ClimateGate debunked?

The AP reports no evidence of faked science. Skeptics point to e-mails entangling an AP reporter in the mess

Published December 15, 2009 6:36PM (EST)

Over the weekend, my Twitter feed overflowed with references to an Associated Press investigation of the climate change hacked e-mails, citing it is as definitive proof that "the messages don't support claims that the science of global warming was faked."

In reaching that conclusion, the story provides useful context to the e-mails, polls outside scientists for their reactions to the contretemps, and pulls no punches in describing bad behavior by the climate researchers at East Anglia University. It finishes with this coda:

The AP is mentioned several times in the e-mails, usually in reference to a published story.... The archive also includes a request from an AP reporter, one of the writers of this story, for reaction to a study, a standard step for journalists seeking quotes for their stories.

Aha, shouted the climate skeptic blogosphere, which wasted no time in parading the e-mail in question, written by AP reporter Seth Borenstein, earlier this summer:

Kevin, Gavin, Mike,

It's Seth again. Attached is a paper in JGR today that Marc Morano is hyping wildly. It's in a legit journal. Whatchya think?

Seth

For the skeptics, this e-mail is enough to prove that Borenstein "is just too damn cozy with the people he covers." I don't know about that. It seems like typical due diligence from a reporter, in a conversational style appropriate to interaction with sources that you trust. Formerly a top aide to Senator James Inhofe, Marc Morano is, without doubt, a master at the art of wildly hyping. He is a primal font of climate skepticism, with the amp always turned up to 11. I like David Roberts' summary:

Morano's entire job is to aggregate every misleading factoid, every attack on climate science or scientists, every crank skeptical statement from anyone in the world and send it all out periodically in email blasts that get echoed throughout the right-wing blog world and eventually find their way into places like Fox News and the Weekly Standard. From there they go, via columnists like George Will and Charles Krauthammer, into mainstream outlets like Newsweek and the Washington Post.

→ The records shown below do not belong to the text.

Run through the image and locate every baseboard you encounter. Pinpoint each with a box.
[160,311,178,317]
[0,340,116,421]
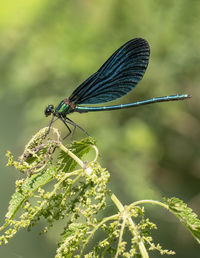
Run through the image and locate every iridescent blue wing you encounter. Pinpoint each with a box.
[69,38,150,104]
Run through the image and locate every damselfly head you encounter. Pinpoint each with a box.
[44,105,55,116]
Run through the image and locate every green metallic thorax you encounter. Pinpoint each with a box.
[55,100,75,117]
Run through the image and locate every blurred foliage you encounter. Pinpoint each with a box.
[0,0,200,257]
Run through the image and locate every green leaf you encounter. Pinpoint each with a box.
[6,166,56,219]
[165,198,200,244]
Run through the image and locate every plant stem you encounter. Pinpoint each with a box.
[111,194,149,258]
[131,200,169,210]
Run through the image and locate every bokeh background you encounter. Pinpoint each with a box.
[0,0,200,258]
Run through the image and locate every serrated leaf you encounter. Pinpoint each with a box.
[166,198,200,244]
[6,166,56,219]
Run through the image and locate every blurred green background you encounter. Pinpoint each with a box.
[0,0,200,258]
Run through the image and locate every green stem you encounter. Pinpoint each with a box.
[130,200,169,210]
[111,194,149,258]
[80,214,118,256]
[58,143,85,169]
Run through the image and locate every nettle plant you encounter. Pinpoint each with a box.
[0,128,200,258]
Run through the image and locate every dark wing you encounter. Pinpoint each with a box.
[69,38,150,104]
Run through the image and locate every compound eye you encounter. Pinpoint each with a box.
[44,105,54,116]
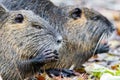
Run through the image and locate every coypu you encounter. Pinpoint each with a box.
[0,4,62,80]
[3,0,114,76]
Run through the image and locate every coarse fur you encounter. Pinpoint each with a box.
[3,0,114,69]
[0,4,62,80]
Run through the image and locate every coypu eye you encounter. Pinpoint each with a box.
[71,8,82,20]
[15,14,24,23]
[91,16,100,21]
[33,24,42,29]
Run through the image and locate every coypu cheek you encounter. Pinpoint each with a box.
[65,14,87,33]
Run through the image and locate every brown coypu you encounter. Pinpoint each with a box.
[3,0,114,76]
[0,4,62,80]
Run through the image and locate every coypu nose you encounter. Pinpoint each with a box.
[56,36,62,44]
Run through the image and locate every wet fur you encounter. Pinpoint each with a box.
[0,7,61,80]
[4,0,113,69]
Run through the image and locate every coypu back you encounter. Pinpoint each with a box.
[3,0,114,68]
[0,4,62,80]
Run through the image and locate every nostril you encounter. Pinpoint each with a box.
[57,40,62,43]
[57,36,62,44]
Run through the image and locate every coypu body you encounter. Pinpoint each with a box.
[0,5,62,80]
[3,0,114,73]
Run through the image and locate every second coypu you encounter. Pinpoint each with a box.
[0,4,62,80]
[3,0,114,76]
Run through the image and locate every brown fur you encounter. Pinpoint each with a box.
[3,0,113,68]
[0,6,61,80]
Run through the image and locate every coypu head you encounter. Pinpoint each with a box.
[0,6,62,79]
[65,8,114,60]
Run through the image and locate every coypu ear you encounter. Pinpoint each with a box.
[70,8,82,20]
[0,3,8,21]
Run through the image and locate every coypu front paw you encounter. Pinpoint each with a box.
[95,43,110,54]
[32,50,59,64]
[46,69,78,77]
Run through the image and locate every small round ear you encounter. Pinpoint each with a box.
[0,3,8,22]
[0,3,8,18]
[70,8,82,20]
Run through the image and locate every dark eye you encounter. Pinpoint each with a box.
[91,16,100,21]
[71,8,82,20]
[15,14,24,23]
[33,24,42,29]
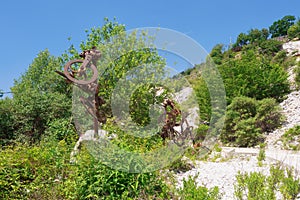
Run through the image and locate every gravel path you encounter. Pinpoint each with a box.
[175,156,281,200]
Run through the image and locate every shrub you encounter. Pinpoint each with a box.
[0,98,14,147]
[280,125,300,150]
[218,50,290,104]
[220,97,283,147]
[287,21,300,39]
[255,98,284,132]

For a good example of how Morano conducts his business, here's an attack on none other than Seth Borenstein, which he published in August at his blog, ClimateDepot.

When you cover a beat as a journalist, it doesn't take long to learn who is trustworthy and who is a tool. Indeed, one of the big problems with mainstream journalism is that too many reporters don't let their readers know what they really think about the sources they quote or cite. I haven't been able yet to find a copy of Borenstein's report on the above-mentioned study published in the Journal of Geophysical Research -- which argued, by the way, that natural causes, not humans, were responsible for rising sea surface temperatures -- but I'll bet that Borenstein did not tell his readers that Mark Morano was "wildly hyping" it. And that's a shame, because the more we know about Mark Morano's tactics, the more we can understand why climate researchers who have to deal with his misrepresentations on a daily basis were driven to injudicious decisions.

As for me, I think Morano is a tool. And for the record, his old boss thinks the same of me.